A CITY of 1.2 million people, the nation’s capital, Kampala, has a shortage of roughly 30,000 homes. Good quality, affordable housing is in short supply in Uganda, where construction materials are expensive and mortgages high.
The government is responding to the problem by setting up a program to develop low-cost housing and encouraging private investors to take part in joint venture projects with the state-owned National Housing and Construction Corporation (NH&CC).
“There is a big housing shortage,” says John Nasasira, Minister of Works, Housing and Communications. “Our policy has been to create an enabling environment.
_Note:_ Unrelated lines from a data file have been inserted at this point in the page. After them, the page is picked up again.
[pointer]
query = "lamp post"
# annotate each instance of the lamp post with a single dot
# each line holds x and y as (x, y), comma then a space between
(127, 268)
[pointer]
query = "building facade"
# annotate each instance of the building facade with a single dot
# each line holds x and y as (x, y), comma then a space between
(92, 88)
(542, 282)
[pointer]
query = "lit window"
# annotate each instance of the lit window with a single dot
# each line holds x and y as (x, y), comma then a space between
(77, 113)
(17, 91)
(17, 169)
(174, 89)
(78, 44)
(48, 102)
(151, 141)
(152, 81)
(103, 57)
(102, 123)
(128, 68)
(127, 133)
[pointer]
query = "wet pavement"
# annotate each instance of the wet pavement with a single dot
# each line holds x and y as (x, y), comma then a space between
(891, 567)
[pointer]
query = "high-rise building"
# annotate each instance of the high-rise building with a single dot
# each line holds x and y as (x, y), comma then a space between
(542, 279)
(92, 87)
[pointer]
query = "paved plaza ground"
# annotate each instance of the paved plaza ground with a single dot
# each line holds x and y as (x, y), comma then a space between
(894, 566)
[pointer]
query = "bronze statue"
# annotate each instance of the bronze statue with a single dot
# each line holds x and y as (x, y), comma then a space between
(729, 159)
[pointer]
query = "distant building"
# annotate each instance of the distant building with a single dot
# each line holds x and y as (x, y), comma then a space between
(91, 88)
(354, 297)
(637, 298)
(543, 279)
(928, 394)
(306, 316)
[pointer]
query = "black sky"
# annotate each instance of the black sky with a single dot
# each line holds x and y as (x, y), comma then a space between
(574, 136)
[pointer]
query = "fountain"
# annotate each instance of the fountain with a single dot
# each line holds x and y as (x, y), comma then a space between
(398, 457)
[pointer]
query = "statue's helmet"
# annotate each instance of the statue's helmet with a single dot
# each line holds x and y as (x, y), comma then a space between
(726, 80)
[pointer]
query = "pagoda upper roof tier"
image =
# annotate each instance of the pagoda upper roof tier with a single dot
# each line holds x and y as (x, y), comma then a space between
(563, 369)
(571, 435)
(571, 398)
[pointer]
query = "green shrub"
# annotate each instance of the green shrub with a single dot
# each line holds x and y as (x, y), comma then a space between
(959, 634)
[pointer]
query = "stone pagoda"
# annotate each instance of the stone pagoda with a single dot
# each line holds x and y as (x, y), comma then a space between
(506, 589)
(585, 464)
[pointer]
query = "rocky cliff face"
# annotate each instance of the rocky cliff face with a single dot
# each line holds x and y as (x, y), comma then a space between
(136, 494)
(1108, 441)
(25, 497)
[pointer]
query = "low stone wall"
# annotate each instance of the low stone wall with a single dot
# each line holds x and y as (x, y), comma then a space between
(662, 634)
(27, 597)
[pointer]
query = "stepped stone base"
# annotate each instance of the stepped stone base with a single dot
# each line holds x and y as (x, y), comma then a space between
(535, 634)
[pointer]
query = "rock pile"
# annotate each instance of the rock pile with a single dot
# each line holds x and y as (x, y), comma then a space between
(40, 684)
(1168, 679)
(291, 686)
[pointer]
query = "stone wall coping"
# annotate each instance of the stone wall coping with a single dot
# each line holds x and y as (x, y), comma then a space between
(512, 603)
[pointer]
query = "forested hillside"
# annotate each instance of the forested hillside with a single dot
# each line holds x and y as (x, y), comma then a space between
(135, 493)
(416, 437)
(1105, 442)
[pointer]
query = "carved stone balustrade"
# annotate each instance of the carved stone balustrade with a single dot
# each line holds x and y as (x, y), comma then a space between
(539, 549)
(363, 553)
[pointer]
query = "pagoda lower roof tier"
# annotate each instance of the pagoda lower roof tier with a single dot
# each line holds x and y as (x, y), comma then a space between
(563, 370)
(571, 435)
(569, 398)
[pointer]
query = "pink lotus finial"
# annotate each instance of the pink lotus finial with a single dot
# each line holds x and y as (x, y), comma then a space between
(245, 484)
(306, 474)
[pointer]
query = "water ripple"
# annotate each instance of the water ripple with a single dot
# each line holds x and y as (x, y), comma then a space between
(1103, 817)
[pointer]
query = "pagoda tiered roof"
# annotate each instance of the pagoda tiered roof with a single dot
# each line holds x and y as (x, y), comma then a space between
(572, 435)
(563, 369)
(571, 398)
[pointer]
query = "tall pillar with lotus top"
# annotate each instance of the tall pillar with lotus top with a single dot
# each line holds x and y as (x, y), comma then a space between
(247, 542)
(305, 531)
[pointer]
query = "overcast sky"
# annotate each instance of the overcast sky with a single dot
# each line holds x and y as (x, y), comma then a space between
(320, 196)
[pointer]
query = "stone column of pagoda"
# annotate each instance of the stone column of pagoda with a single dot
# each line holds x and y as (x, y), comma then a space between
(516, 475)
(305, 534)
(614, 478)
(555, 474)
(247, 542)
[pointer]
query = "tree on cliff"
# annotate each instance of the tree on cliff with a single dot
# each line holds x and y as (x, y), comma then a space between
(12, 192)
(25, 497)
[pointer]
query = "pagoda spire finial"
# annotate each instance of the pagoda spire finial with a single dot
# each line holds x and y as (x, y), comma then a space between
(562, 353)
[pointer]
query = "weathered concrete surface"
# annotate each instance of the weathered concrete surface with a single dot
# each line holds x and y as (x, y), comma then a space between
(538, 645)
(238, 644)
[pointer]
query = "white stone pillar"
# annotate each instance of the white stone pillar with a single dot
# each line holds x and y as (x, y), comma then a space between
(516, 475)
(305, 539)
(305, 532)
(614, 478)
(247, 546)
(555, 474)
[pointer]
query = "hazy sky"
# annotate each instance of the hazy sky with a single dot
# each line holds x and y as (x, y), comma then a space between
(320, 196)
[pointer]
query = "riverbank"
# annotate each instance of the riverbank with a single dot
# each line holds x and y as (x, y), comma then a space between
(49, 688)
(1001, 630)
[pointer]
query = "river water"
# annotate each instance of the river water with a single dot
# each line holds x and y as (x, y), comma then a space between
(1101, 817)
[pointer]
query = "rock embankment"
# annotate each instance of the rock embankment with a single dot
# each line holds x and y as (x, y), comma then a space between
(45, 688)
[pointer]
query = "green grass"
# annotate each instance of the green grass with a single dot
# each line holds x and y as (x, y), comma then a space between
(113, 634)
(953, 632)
This will include having more mortgage institutions, because at present we only have one.”

MARTIN KASEKENDE
MARTIN KASEKENDE
General Manager of the National Housing and Construction Corporation

Martin Kasekende, General Manager of the NH&CC, says housing should be made one of the government’s top five priorities. He believes new homes need to be made cheaper to build and to buy. “It is important to recognize housing as a basic human need. Once you do that, your priorities are clear and you place it along with education and health.”
Set up in 1964 to construct and increase the housing stock, the NH&CC carries out the property management and maintenance of huge housing estates, and construction and sale of houses. It has also built office blocks, such as Crested Towers in Kampala, shopping centers and schools, and been involved in road construction. Its aim is to be the national leader in real estate development.

“Right now the construction industry has a problem, especially related to housing,” says Mr. Kasekende. “We depend a lot on imported materials. A house could very easily be 70 percent imported if you don’t make the pipes or the electricals and all the finishing touches are brought in–everything except the bricks and mortar.
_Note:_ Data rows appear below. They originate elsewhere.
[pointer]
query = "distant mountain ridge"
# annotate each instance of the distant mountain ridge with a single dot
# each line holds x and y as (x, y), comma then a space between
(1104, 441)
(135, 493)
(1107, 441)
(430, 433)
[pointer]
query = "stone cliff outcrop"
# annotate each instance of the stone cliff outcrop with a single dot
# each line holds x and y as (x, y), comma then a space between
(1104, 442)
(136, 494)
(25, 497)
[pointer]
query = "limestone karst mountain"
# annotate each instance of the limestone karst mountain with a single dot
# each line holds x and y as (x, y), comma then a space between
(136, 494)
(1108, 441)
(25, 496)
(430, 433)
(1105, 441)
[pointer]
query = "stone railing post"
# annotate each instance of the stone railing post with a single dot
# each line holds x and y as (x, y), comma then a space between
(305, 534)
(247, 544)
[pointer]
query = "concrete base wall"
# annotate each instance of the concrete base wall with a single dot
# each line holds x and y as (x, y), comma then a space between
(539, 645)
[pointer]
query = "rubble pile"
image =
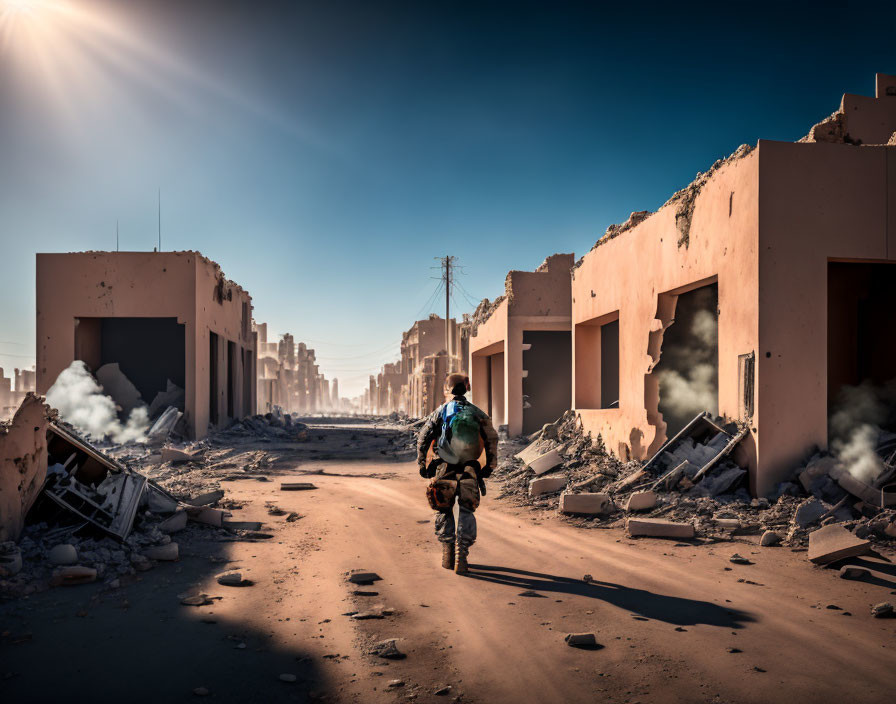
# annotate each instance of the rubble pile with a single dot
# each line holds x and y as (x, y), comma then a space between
(693, 481)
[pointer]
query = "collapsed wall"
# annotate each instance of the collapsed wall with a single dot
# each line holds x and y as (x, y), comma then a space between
(23, 463)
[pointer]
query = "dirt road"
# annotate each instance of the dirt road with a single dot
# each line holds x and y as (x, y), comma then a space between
(675, 622)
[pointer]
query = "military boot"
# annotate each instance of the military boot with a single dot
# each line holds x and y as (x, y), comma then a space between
(461, 567)
(448, 556)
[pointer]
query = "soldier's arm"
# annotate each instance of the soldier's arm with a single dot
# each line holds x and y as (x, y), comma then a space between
(429, 432)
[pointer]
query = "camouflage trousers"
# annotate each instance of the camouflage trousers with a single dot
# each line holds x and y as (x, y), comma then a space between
(462, 530)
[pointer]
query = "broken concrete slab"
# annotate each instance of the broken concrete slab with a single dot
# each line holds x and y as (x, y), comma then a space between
(168, 552)
(206, 499)
(833, 542)
(658, 528)
(362, 577)
(176, 455)
(641, 501)
(769, 538)
(116, 384)
(585, 504)
(546, 462)
(73, 575)
(532, 451)
(209, 516)
(581, 640)
(174, 523)
(853, 572)
(545, 485)
(233, 579)
(63, 554)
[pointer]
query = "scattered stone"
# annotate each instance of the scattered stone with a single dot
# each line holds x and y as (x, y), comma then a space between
(852, 572)
(63, 554)
(545, 485)
(174, 523)
(882, 610)
(658, 528)
(196, 600)
(586, 641)
(769, 538)
(361, 577)
(833, 542)
(233, 579)
(585, 504)
(388, 649)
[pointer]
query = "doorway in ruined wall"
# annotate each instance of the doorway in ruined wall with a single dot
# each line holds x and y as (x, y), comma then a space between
(861, 339)
(685, 379)
(213, 415)
(150, 352)
(547, 384)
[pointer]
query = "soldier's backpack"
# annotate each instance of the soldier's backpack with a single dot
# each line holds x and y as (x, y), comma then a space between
(461, 440)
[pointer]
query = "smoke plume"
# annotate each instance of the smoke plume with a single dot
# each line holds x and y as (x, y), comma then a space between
(688, 367)
(80, 401)
(856, 424)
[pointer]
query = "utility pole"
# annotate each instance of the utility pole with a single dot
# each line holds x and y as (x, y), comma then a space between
(447, 263)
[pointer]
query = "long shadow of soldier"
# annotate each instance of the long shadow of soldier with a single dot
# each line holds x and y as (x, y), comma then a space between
(646, 604)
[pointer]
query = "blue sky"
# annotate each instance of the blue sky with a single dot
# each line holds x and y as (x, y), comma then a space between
(324, 153)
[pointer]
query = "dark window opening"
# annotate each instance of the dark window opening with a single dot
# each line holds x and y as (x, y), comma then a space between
(547, 387)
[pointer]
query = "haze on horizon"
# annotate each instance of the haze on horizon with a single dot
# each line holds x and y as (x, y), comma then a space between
(325, 153)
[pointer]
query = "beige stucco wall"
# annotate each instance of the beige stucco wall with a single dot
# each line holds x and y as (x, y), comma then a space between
(818, 203)
(627, 274)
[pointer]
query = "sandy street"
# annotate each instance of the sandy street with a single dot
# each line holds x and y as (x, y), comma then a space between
(674, 622)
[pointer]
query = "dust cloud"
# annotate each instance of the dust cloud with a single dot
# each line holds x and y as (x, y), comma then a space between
(80, 401)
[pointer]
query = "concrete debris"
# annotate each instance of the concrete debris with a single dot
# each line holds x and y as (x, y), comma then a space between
(174, 523)
(585, 504)
(177, 455)
(388, 649)
(769, 538)
(63, 554)
(854, 573)
(70, 576)
(233, 579)
(546, 462)
(658, 528)
(362, 577)
(546, 485)
(833, 542)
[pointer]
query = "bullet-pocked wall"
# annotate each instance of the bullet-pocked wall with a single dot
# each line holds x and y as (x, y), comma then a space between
(766, 232)
(154, 314)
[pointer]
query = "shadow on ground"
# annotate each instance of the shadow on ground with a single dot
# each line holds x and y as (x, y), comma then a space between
(138, 643)
(659, 607)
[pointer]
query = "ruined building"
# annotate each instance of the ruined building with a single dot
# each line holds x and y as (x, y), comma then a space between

BUILDING FOR THE FUTURE NH&CC has been developing houses for sale rather than rent

“Because the industry hasn’t picked up on producing high quality construction materials, the construction of houses is still very expensive, and we don’t have many players in that field.”
He would like to see the government take a new look at taxation on building materials and at standardization regulations to encourage more private investment in construction and housing.
He believes the government should consider whether the rules could be relaxed to allow cheaper cement to be used for housing to lower construction costs.
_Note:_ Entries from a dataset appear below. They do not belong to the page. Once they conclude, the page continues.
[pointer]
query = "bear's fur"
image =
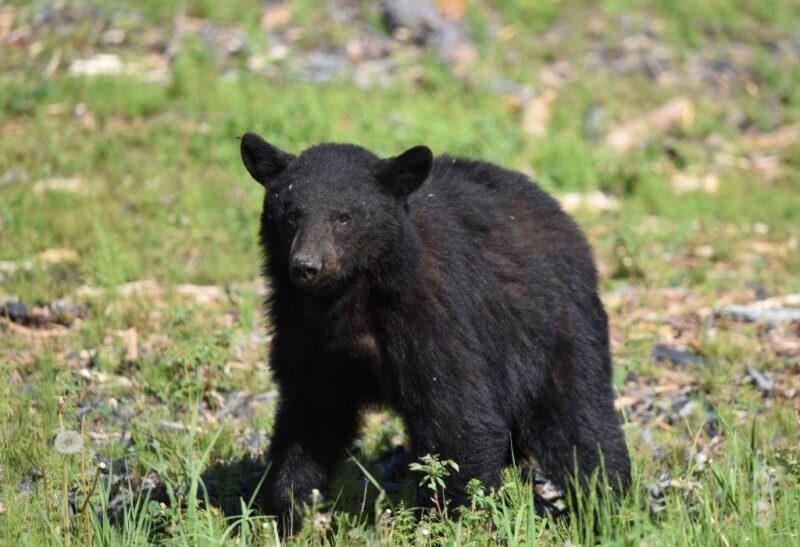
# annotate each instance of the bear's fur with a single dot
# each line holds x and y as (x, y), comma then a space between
(453, 291)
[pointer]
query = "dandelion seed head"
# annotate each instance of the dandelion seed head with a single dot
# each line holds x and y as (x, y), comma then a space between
(69, 442)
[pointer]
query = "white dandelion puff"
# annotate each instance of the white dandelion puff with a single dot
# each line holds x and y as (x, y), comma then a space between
(68, 442)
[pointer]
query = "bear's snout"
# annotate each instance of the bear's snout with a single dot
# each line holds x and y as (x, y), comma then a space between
(305, 269)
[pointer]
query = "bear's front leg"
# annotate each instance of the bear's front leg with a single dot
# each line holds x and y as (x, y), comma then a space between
(308, 441)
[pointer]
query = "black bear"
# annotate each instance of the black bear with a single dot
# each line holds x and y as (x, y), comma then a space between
(453, 291)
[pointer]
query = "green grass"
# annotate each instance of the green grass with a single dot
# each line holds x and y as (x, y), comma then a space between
(134, 180)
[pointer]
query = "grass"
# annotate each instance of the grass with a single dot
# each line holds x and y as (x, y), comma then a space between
(130, 180)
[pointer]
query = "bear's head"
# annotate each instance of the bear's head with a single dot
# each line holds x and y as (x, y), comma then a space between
(334, 210)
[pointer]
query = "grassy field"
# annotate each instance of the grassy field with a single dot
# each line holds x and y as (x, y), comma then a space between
(131, 303)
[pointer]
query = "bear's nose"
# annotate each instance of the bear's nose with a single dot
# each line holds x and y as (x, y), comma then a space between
(306, 268)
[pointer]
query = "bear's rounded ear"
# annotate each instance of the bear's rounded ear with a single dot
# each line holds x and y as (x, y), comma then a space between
(403, 174)
(263, 161)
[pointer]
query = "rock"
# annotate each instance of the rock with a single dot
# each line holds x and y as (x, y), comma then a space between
(760, 313)
(591, 201)
(422, 23)
(677, 112)
(663, 352)
(763, 380)
(16, 312)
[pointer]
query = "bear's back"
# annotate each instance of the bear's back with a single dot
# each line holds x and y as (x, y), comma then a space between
(478, 216)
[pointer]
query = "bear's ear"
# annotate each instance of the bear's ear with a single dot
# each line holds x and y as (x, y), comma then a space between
(264, 162)
(403, 174)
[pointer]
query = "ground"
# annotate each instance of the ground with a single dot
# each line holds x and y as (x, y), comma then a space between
(131, 305)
A 50kg bag of Ugandan cement costs almost $10, with cement imported from Kenya, Tanzania or South Africa selling at about the same price. Contrast this, says Mr. Kasekende, with a price of around $3 a bag in other parts of the world, such as Ireland, and it’s clear why building is expensive.
“The government should do something about taxation and about standardization, so that the requirements for constructing a house are not so stringent that an investor will have to put in too much money simply to meet the standards,” he says.

He also believes mortgage rates are too high. Until recently, the Housing Finance Company of Uganda, the country’s sole mortgage institution, in which the NH&CC has a 50 percent stake, was charging an interest rate of 15 percent for a period of 15 years. “Recently, we came down to 14 percent,” says Mr. Kasekende, “but that’s still very high. There must be a way to inject funds into the mortgage industry.”
The NH&CC has been moving away from being a landlord to a policy of facilitating home ownership. “We develop houses for sale, rather than retaining them for tenants to occupy. We think that is the best way of multiplying the housing stock,” says Mr. Kasekende.

The corporation, which is undergoing privatization, already operates very much like a private company, with assets in excess of US$70 million, annual turnover of over US$6 million and a track record of profit-making. “We don’t receive any money from the government. We make deals with the assets we have and the revenue we get from our completed projects,” Mr. Kasekende explains.
The NH&CC would welcome approaches from companies interested in joint ventures in the production of cement, ceramics, glass, marble, granite and other related products. “Foreign investors are very welcome in Uganda and if they want to invest with us, we are ready,” says Mr. Kasekende.
He agrees that privatization is the way forward. “The more players in this industry, the better. Let there be more players, so the buyers have more choice.” He believes, however, that the government should retain 49 percent participation because of the strategic importance of the corporation to the country.